Now, you might logically think that changing "greedy" to "nongreedy" would cause the "else" to match with the outer "if" statement rather than the inner one. Unfortunately, that's not what happens! It does not work because the code generated for IfStmt is not aware of the run-time call stack leading up to it: it does not know whether it is nested inside another IfStmt or not. LLLPG only knows that it could be nested inside another "if" statement; the technical jargon for this is that the follow set of the IfStmt rule includes TT.Else Stmt.
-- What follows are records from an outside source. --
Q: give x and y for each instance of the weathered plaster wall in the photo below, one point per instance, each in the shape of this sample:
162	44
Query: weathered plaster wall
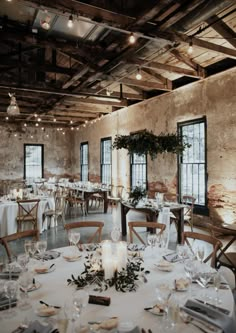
57	152
215	98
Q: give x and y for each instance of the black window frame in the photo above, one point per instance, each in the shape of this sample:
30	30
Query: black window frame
132	186
81	160
42	157
102	164
198	208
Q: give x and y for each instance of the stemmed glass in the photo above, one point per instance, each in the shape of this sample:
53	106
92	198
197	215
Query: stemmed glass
80	301
190	269
200	253
25	281
182	251
23	260
41	247
74	237
152	240
11	288
217	282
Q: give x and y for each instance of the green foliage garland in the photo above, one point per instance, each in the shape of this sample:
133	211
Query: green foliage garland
145	142
123	281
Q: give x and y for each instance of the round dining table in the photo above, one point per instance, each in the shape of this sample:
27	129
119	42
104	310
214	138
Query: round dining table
53	289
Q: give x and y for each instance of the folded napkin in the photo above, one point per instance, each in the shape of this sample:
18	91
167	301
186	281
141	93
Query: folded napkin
39	328
210	315
172	257
136	247
48	255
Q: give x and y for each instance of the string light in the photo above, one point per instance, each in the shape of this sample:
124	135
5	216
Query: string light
139	75
190	48
132	38
70	22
What actually happens is that nongreedy(TT.Else Stmt)? will never match TT.Else, and LLLPG will give you a warning that "branch 1 is unreachable". Not knowing the actual context in which IfStmt was called, LLLPG is programmed to assume that all possible follow sets of IfStmt apply simultaneously, even though in reality IfStmt is called in one specific context. The statically computed follow set of IfStmt, which is based on all possible contexts where IfStmt might appear, includes TT.Else Stmt, and nongreedy uses this information to decide, unconditionally, to let the exit branch win. To put it another way, LLLPG behaves as if IfStmt is always called from inside another IfStmt, when in reality it merely might be. It would be fairly difficult for LLLPG to behave any other way; how is the IfStmt() method supposed to know call stack of other rules that called it?

By the way, I have the impression that the formal way of describing this limitation of LLLPG's behavior is to say that LLLPG supports only "strong" LL(k) grammars, not "general" LL(k) grammars (this is true even when you use FullLLk(true)).

So at the end of a rule, LLLPG makes decisions based on all possible contexts of that rule, rather than the actual context. Consequently, nongreedy is not as useful as it could be. However, nongreedy still has its uses. Good examples include strings and comments:
  token TQString @[ "'''" (nongreedy(_))* "'''" ];
  token MLComment @[ "/*" (nongreedy(MLComment / _))* "*/" ];
This introduces the single underscore _, which matches any single terminal (not including EOF).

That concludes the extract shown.